Monday, April 18, 2011

It is Sweet and Beautiful to Die for One's Scientists

A little while back, I blogged about research that identified HIV prevalence 'hotspots', where high figures were clustered together. This research, carried out in Lesotho, looked at hotspots for males and females and found that they were spatially distant, which may seem anomalous for what is said to be a mainly sexually transmitted disease.

Similar work carried out in South Africa was a bit disappointing. Because, even though it is well known that fewer men are infected than women, often far fewer, this research by Handan Wand and Gita Ramjee only looked at hotspots of high HIV prevalence and incidence for women [Apologies for providing the wrong link yesterday.] Excluding men from such research is odd if it is assumed that women are mainly being infected by men.

But it clearly is assumed that all, not just almost all, transmission is through sex. "At all visits, all participants received counselling on risk reduction and as many male condoms as desired. Counsellors emphasized that condoms are the only known method to prevent HIV and sexually transmitted infections (STIs), and that condoms should be used for every act of sex."

There is something small but crucial wrong with this statement: condoms are the only known method to prevent sexually transmitted HIV. But using condoms during sex will not protect against non-sexually transmitted HIV, which could result from unsafe health care or unsafe cosmetic practices.

Indeed, failing to inform people about non-sexual risks means that they are unable to protect themselves from them and this could be a reason why HIV prevalence is so high in some sub-Saharan African countries. Pretending that HIV is always (or even almost always) sexually transmitted flies in the face of all evidence and is probably responsible for a substantial proportion of all transmission.

As for this research, it found some significant correlations between being HIV positive and certain types of behavior considered to increase the risk of being infected with HIV. 'Significant' in the strict statistical sense of the word, but not particularly large correlations. A non-statistician might think the data needs to be re-examined in the light of such apparently minor differences but not our intrepid authors.
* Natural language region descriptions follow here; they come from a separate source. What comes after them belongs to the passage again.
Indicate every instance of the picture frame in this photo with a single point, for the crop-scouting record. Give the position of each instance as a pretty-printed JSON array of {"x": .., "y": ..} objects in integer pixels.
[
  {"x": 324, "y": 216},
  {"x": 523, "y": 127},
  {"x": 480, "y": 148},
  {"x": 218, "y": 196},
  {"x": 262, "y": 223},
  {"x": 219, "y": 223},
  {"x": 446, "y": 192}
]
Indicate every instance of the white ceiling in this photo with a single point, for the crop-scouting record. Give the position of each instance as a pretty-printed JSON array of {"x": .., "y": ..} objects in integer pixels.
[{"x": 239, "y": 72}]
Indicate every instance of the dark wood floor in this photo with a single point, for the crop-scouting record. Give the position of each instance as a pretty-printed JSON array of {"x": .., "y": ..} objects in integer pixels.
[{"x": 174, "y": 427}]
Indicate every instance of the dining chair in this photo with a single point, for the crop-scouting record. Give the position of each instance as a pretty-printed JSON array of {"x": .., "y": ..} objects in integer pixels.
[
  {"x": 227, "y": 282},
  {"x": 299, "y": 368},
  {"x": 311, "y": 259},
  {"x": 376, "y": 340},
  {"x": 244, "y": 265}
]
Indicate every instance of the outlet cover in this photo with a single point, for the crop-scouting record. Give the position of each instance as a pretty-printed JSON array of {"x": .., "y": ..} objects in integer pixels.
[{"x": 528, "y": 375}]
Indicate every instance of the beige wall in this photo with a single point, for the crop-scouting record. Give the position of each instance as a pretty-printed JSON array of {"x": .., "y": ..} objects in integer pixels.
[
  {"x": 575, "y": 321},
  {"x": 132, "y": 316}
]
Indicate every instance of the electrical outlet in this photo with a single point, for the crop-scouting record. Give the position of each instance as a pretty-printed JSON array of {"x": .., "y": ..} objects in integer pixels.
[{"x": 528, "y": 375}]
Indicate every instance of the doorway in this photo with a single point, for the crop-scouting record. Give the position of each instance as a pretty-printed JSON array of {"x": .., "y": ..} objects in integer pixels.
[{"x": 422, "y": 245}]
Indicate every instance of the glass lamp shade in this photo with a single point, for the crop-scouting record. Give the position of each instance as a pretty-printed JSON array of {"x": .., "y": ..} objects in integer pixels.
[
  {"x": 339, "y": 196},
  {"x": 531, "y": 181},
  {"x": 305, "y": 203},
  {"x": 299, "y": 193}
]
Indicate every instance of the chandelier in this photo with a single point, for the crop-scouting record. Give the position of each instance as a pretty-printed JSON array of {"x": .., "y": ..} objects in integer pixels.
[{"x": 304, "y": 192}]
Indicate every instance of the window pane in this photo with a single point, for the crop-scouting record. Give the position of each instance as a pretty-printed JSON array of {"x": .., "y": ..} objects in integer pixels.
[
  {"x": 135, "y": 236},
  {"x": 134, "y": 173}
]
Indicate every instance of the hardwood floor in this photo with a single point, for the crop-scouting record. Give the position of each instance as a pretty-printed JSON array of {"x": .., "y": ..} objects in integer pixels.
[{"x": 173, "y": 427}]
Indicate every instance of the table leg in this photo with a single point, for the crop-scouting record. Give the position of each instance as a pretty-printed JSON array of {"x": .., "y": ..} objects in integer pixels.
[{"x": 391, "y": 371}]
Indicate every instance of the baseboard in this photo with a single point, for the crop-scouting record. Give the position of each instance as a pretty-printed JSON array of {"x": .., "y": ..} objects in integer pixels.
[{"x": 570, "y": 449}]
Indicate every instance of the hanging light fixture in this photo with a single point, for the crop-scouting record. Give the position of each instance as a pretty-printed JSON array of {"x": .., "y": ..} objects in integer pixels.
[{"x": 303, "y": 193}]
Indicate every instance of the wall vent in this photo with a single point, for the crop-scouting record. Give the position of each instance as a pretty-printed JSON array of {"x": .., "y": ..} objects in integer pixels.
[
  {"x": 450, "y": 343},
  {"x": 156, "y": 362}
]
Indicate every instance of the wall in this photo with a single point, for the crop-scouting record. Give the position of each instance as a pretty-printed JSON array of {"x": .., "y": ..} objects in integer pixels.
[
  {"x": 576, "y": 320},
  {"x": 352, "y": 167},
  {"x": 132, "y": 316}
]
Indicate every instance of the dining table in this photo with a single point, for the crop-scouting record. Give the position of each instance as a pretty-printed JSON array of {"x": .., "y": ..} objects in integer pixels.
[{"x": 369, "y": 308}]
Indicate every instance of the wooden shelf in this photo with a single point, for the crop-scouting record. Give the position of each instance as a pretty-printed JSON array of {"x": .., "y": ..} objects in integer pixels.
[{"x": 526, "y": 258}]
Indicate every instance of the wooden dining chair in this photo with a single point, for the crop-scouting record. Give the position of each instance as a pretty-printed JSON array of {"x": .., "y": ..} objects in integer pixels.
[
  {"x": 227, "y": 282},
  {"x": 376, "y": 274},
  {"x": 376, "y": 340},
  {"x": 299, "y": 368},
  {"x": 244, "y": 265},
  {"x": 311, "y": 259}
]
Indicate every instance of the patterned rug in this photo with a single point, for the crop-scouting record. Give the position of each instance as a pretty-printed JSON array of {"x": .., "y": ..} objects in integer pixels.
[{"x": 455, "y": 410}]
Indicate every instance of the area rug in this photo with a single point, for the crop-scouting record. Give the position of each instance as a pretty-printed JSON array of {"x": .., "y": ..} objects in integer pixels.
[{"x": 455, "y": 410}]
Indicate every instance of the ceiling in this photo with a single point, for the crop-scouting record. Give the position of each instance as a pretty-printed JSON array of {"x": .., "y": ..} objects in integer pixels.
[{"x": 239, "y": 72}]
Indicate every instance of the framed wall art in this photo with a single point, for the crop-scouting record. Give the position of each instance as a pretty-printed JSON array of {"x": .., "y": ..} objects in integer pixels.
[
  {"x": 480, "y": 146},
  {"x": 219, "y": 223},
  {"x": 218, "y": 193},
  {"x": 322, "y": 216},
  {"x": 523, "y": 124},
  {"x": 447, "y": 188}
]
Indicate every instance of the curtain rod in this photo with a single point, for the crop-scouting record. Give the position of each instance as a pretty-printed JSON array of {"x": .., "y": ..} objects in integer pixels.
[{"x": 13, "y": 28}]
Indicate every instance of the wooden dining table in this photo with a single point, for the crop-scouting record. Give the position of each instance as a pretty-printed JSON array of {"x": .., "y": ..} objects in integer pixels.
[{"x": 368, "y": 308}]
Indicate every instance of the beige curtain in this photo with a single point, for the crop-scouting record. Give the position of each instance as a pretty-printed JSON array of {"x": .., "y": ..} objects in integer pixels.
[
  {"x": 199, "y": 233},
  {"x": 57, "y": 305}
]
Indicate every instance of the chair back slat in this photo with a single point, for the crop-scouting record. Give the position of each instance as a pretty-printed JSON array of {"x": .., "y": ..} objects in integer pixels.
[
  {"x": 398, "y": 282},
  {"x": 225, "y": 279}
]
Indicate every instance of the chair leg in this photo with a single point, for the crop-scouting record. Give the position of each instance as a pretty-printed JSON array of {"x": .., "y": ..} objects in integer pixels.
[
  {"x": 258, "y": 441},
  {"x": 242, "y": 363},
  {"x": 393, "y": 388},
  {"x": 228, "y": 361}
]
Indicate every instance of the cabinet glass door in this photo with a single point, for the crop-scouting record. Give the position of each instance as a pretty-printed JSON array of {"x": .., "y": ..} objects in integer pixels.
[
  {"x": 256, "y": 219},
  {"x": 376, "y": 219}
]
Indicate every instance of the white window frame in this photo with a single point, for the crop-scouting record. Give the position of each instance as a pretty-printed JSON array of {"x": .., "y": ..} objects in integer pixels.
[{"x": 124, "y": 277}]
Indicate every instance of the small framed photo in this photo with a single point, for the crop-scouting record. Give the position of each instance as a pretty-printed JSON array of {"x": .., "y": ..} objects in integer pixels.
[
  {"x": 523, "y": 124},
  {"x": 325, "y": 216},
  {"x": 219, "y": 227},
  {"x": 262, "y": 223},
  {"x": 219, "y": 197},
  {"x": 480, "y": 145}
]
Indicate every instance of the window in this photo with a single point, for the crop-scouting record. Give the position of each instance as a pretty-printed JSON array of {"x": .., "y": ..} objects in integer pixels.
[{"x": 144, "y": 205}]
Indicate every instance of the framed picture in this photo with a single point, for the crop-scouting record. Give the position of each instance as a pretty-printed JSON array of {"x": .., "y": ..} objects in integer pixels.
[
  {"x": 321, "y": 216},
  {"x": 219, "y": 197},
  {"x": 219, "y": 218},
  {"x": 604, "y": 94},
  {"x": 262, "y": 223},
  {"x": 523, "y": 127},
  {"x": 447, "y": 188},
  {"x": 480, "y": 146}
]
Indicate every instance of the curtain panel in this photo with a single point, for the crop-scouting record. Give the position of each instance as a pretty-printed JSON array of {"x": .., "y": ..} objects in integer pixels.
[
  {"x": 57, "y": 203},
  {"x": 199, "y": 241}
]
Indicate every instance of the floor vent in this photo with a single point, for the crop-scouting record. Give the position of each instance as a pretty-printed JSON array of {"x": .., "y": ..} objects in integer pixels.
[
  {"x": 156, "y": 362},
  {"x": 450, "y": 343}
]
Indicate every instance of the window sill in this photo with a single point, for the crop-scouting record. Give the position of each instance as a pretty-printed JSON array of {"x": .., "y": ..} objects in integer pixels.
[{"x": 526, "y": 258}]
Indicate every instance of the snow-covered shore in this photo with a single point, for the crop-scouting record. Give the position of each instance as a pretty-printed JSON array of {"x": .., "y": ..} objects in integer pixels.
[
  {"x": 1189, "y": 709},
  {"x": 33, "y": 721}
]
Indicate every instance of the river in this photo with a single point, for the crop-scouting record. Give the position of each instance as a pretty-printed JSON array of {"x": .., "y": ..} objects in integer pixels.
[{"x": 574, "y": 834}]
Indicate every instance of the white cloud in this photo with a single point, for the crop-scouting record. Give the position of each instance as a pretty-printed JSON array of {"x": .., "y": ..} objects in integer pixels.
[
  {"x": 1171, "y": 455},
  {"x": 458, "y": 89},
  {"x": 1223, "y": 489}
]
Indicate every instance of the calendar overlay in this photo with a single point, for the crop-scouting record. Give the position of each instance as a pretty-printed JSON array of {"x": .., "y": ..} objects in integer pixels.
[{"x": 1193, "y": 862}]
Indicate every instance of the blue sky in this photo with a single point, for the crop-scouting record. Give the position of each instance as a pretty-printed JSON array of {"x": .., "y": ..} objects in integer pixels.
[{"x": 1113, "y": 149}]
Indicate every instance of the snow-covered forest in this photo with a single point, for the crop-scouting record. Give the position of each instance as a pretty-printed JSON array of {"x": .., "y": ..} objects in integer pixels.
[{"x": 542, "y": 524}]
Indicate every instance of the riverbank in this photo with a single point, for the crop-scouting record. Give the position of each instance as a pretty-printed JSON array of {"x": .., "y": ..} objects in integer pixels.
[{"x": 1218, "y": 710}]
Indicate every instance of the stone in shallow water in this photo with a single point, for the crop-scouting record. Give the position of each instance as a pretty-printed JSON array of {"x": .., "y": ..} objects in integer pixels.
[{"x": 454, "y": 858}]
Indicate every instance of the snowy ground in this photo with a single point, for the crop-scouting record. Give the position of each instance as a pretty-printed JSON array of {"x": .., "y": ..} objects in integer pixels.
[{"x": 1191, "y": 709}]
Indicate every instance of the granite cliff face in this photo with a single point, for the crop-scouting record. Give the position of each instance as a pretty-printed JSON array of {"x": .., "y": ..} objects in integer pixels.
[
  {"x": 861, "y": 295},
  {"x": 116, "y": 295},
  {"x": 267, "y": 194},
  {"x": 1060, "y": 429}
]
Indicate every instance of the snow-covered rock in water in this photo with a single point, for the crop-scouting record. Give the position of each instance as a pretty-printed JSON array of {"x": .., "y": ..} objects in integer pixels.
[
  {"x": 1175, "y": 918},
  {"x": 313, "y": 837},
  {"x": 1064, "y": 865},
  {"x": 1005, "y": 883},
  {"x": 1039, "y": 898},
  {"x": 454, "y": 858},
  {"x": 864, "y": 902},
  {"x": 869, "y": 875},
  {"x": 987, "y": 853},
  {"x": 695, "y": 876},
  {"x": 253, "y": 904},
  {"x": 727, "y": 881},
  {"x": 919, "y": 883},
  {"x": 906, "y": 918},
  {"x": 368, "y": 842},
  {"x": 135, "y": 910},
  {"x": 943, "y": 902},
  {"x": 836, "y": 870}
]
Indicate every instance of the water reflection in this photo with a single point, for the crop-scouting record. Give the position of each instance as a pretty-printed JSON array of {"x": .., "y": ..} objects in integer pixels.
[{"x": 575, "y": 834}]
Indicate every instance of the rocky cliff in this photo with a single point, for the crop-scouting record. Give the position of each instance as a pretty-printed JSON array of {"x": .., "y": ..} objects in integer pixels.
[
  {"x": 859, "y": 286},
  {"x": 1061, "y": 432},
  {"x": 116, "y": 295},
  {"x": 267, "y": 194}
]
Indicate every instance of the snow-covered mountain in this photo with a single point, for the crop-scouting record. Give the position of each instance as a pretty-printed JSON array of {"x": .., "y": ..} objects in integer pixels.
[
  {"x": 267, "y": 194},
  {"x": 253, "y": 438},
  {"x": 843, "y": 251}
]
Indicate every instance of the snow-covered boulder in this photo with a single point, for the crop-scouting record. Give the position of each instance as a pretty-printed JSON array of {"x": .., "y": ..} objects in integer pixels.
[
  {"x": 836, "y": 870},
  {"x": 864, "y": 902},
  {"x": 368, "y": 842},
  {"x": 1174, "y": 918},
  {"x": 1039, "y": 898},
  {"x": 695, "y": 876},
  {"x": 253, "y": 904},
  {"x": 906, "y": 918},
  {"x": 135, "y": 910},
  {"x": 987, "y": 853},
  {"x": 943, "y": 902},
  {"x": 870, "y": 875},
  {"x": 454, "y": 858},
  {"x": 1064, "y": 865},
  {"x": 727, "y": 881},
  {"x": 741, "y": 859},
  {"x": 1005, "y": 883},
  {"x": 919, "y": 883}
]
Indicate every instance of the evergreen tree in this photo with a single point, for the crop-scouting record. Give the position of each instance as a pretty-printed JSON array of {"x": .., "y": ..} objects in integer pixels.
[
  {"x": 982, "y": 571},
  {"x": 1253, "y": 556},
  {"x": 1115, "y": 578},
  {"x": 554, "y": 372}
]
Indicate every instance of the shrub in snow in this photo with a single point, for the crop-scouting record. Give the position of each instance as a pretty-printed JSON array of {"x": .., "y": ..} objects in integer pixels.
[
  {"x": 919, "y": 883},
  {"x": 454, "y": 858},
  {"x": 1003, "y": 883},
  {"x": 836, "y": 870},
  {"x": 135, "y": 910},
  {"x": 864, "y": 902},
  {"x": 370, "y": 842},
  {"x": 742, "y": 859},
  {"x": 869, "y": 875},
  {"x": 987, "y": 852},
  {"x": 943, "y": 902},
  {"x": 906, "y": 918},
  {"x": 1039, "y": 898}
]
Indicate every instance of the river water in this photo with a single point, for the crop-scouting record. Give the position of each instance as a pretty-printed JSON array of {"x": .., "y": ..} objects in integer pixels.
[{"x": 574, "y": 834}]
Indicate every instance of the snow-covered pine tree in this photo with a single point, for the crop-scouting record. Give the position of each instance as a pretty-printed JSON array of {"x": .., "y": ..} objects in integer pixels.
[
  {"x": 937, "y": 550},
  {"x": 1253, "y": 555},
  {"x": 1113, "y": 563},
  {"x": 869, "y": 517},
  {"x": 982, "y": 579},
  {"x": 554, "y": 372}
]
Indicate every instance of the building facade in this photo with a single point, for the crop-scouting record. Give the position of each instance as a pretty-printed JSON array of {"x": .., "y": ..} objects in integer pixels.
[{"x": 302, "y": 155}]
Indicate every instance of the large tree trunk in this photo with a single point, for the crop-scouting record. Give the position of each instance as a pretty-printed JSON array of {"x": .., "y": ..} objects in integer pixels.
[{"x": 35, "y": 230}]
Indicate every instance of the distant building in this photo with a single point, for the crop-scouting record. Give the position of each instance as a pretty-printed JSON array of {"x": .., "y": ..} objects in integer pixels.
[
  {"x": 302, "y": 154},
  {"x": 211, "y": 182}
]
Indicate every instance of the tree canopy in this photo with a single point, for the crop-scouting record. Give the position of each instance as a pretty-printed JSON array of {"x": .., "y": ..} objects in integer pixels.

For example: "The proportion of women who reported being legally married was significantly higher among those outside the hotspots than within them (16% vs. 12%, p = 0.001). Significantly more women in the geographical hotspots reported being Christian (94% vs. 90%, p < 0.001) and speaking Zulu at home (91% vs. 86%, p < 0.001) compared with those in non-cluster areas."

The article goes on: "The spatial clustering of HIV cases was found to be related to certain demographic and risk behaviours. Number of male sexual partners was not collected in this study; however, being single, combined with high frequency of sexual acts, gives strong evidence for those women having multiple partners, as well as possibly engaging in transactional sex."

'Strong' evidence? How does this 'high frequency of sexual acts' compare to countries with low HIV prevalence? The same question regarding 'multiple partners'? And would the authors come to the same conclusion of 'possibly engaging in transactional sex' if the risk factors in a low prevalence country were similar? I don't think so.

The authors may be leaving the door open to further research about the safety of health care facilities, but then again, they may not: "These results may be due to fundamental differences between the communities with regard to health care centres, population density and other socio-economic factors. These data provide new evidence to support the need to investigate potential sources of infection and to study transmission patterns in the community in order to apply relevant interventions for prevention of this devastating disease."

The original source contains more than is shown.